IDC's server numbers were recently released, and while HP remains dominant in several key areas, IBM actually came out on top overall -- largely, I think, because of its early and aggressive moves to take share from Sun as it struggled with being acquired. Linux is actually falling off against Windows, which is kind of amazing given the economic conditions, and blades appear to be the segment with the greatest strength. The market has a feel, I think, of being on the cusp of recovery and it looks like IBM as a company and blades as a segment may lead the way out.
This is interesting because HP is actually the market leader in blades.
As I mentioned earlier, IBM positioned aggressively as the alternative to a failing Sun when Oracle won the business from them. The IDC numbers just in showcase that its gambit trumped all others, gaining nearly 2 points of share to lead the market for servers with a dominant 34 percent, followed by HP with 28.5 percent and Dell at 12.4 percent. Sun, once the company to beat in this segment, was down to 10 percent share and expected to fall even further once IT starts buying again. Year-over-year, the market was down a crippling 30 percent, showcasing just how sick the market is at the moment.
In the UNIX market, down 31 percent and historically Sun's strongest, IBM picked up a whopping 7.4 percent of share to reach a near-dominant 41 percent.
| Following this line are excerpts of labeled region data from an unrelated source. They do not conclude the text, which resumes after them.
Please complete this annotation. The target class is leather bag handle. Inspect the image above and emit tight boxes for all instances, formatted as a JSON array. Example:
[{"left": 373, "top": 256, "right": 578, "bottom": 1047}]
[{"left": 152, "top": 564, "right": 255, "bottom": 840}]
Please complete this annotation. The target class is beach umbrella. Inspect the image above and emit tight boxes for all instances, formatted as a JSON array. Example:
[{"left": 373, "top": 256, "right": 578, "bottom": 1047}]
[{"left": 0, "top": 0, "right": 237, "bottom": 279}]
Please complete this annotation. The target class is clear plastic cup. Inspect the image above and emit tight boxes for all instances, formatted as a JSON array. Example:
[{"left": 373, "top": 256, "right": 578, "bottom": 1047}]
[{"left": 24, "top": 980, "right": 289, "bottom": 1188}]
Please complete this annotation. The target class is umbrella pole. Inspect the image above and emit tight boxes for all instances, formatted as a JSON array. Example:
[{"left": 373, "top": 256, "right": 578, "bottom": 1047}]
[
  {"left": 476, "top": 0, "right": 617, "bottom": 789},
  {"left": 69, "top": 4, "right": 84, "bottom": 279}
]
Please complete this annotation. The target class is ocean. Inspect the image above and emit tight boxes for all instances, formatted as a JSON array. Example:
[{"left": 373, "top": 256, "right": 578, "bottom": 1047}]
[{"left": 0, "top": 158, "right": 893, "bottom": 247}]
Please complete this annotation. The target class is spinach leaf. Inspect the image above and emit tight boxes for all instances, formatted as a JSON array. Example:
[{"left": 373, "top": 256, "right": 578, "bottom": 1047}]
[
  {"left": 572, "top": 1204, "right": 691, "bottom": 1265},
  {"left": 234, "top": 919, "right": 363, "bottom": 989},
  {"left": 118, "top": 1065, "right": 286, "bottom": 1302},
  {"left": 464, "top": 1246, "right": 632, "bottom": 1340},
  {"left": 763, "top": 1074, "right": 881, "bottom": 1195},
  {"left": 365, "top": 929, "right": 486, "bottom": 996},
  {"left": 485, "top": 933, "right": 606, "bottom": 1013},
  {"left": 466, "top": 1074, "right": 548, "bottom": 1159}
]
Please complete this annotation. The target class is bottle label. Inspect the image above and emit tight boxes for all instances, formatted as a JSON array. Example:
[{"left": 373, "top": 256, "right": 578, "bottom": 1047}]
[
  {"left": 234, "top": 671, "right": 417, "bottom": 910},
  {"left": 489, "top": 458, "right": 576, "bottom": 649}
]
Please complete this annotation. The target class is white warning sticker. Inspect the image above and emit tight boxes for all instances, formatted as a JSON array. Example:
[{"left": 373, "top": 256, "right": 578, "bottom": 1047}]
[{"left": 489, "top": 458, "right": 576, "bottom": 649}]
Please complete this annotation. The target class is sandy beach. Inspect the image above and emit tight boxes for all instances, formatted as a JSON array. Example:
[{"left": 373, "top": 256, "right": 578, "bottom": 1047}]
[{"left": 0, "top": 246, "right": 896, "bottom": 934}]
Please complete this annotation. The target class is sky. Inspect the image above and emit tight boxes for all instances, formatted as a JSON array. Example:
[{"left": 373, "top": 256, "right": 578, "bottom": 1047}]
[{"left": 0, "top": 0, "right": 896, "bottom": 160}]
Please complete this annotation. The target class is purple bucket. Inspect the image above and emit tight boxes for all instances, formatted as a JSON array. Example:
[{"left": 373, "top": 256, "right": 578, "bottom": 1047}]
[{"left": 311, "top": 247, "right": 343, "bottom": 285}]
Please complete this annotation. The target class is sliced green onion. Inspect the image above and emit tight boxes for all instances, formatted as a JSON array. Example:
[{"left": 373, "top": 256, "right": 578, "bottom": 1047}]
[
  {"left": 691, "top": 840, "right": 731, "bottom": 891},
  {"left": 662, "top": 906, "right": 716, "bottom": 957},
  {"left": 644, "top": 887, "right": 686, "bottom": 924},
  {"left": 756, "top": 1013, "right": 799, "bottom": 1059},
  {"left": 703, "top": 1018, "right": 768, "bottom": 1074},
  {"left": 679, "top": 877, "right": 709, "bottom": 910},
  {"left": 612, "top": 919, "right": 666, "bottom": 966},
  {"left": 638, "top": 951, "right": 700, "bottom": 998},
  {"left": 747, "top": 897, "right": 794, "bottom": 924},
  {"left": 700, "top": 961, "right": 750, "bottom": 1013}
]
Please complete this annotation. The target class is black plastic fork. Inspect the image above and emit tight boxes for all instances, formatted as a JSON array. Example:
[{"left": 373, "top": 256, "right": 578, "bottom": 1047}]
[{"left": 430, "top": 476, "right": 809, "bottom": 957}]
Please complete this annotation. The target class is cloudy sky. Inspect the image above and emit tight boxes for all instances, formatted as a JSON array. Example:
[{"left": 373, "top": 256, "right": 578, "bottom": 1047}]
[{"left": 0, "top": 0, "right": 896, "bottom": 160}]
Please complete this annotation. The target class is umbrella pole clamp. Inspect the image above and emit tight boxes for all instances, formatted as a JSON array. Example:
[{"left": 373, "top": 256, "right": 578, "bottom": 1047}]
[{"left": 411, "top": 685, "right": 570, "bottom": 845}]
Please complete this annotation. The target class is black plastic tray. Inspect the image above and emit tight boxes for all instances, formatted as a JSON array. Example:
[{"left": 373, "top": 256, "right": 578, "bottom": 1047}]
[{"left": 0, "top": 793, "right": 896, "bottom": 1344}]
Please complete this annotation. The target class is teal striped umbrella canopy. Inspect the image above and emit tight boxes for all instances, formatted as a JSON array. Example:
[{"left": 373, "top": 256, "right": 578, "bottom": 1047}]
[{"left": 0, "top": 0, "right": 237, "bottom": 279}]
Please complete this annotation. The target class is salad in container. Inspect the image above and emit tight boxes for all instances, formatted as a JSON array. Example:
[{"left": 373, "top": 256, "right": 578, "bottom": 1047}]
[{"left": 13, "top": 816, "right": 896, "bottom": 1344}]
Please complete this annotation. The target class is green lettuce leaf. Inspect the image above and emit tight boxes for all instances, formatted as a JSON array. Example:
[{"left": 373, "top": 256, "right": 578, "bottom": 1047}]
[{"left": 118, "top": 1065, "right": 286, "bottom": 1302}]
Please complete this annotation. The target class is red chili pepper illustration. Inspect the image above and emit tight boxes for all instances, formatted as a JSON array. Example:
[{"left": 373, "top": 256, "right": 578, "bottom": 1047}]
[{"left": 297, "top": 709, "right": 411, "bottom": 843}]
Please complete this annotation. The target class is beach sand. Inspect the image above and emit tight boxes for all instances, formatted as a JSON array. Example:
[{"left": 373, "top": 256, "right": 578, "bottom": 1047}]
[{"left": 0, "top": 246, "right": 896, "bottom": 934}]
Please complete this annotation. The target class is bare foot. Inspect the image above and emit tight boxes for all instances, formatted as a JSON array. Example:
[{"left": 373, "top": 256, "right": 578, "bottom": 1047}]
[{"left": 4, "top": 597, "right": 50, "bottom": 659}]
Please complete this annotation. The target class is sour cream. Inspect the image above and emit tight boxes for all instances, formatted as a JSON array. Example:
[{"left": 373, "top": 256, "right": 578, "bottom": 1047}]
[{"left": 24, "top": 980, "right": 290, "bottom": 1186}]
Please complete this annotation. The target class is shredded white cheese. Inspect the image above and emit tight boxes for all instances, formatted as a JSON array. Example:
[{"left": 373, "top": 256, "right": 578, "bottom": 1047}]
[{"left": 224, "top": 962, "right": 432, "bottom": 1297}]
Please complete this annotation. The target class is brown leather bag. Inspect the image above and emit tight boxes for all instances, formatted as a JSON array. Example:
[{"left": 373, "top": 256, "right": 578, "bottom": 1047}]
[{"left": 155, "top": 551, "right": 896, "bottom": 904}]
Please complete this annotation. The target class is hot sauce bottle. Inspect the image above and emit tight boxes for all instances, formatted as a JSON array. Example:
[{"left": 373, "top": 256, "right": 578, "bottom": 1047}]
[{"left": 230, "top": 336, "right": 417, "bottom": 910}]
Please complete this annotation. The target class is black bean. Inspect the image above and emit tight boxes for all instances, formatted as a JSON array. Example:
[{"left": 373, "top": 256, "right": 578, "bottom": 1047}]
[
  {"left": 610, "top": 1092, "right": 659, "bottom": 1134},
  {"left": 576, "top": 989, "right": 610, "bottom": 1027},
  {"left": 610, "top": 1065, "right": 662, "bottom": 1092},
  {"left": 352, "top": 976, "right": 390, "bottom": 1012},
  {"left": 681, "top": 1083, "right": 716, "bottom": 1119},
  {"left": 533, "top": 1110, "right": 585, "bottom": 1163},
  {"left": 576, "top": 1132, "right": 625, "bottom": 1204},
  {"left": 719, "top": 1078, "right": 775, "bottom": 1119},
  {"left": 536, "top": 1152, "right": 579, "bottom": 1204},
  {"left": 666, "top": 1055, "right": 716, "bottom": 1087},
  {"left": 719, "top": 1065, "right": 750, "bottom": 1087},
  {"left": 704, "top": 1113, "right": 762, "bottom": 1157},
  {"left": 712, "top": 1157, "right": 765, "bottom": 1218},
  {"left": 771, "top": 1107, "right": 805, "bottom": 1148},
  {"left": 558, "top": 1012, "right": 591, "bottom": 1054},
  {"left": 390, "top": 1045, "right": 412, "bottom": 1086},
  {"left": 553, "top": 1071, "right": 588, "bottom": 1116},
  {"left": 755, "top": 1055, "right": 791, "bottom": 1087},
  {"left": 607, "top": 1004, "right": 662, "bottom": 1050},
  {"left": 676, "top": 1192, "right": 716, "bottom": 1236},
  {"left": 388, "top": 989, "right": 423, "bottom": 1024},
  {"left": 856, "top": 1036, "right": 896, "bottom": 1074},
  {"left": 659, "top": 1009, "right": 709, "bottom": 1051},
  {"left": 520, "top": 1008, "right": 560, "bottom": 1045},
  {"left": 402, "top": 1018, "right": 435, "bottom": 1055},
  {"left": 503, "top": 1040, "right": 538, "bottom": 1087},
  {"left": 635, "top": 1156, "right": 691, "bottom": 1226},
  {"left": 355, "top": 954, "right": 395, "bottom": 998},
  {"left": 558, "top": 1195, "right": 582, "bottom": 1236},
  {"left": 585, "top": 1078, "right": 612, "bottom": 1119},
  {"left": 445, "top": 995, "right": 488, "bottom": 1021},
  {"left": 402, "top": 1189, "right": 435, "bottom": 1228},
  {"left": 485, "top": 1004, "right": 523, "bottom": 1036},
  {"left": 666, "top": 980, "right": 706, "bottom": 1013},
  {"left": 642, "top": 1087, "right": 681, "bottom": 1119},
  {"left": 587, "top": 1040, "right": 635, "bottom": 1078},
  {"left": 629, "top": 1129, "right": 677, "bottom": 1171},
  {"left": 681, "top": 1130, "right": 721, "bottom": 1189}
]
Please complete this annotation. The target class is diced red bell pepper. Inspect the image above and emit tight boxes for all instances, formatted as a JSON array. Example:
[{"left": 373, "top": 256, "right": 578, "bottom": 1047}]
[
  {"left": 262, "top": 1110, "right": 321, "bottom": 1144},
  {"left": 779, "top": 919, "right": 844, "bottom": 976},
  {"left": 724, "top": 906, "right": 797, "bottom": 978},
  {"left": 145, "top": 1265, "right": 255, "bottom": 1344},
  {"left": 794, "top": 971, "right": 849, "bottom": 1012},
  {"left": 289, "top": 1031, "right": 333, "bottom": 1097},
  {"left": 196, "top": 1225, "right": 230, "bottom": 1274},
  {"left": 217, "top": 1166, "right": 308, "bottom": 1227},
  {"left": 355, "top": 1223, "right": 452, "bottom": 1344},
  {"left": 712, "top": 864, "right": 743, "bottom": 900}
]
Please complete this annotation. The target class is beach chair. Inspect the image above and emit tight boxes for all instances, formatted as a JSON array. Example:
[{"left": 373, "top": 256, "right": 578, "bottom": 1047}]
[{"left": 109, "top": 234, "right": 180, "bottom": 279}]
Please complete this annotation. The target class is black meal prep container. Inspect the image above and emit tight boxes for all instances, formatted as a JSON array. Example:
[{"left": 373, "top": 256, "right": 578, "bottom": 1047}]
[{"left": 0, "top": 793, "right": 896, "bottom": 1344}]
With continued Sun competitive migrations, IBM has 50 percent share in sight and, against a weakening Sun, 50 percent or better market share is achievable. Sun fell 4 points to 27 percent share and this decline should continue to accelerate as the uncertainty surrounding Sun's future continues.
Low-cost x86 servers really took it on the chin, with a 30.9 percent drop in revenue; IBM showed growth but still falls into third place with 1.4 percent gain to 17.5 percent. HP continues to lead this segment with an impressive 36.9 percent share (keeping PCs really helped here), followed by Dell at 23.7 percent share. You would think during these hard times revenues would be shifting to lower-cost x86 products, but that doesn't seem to be the case. Apparently buyers are finding equivalent value through scale in the higher-end products. It is also interesting that of the top three, only IBM is reported as gaining significant share in that it is the only one without a PC business.
Comparatively, blades were a massive hit, declining only 12.1 percent year over year and possibly reflecting an increasing market view that this path may be in IT's future. Shipments declined 19.1 percent, indicating that the value of each sale increased, suggesting that buyers were shifting to more expensive, more highly capable blades as well. Once again, IBM showcased the greatest growth, gaining nearly 4 points. However, HP remains dominant with nearly 53 percent -- more than Dell and IBM combined, as Dell has only 9.1 percent share of this segment.
Linux vs. Windows
This wasn't a great year for either platform, but Linux revenue declined 28.9 percent with 12.8 percent share, while Windows declined 27.7 percent and represents the biggest portion of the market now (based on revenue) at 38.1 percent. For those Linux folks looking at when Linux will bypass Windows, at this rate it never happens. This is interesting in that you would think in particularly hard times the perceived cheaper Linux would gain share. Evidently, that isn't the case this cycle.
UNIX, as you would expect, is down sharply, losing 30.9 percent and dropping solidly below Windows Server at 31.5 percent of the market. Windows is within shooting distance of generating the combined revenue share of UNIX and Linux (44.3 percent vs. 38.1 percent -- it's within 6 points now).
Wrapping Up: Looking to Recovery
IBM continues to show benefits from focusing on the Sun opportunity and, based on IDC's numbers, is the only vendor showing strong-to-moderate growth as a result. On revenue, largely thanks to its dominant high-end position, IBM continues to lead the server market, while HP has a dominant position in the strongest segment, blades, which is both falling the least and increasing in per unit revenue. Sun is looking less and less relevant and the soon-to-be-combined company desperately needs to put the merger behind it and focus on the future. It continues to look like HP is the most likely buyer for the Sun hardware portion of the company, but with the value of that property dropping sharply and the low likelihood that HP will want to retain many of the existing Sun staff, slowing the decline in the interim will likely be near impossible.
In any case, the segment to be in, based on this report, is blades, and the company showing the strongest growth is IBM. This makes it likely, if recovery is close, that IBM as a company and blades as a segment will recover first.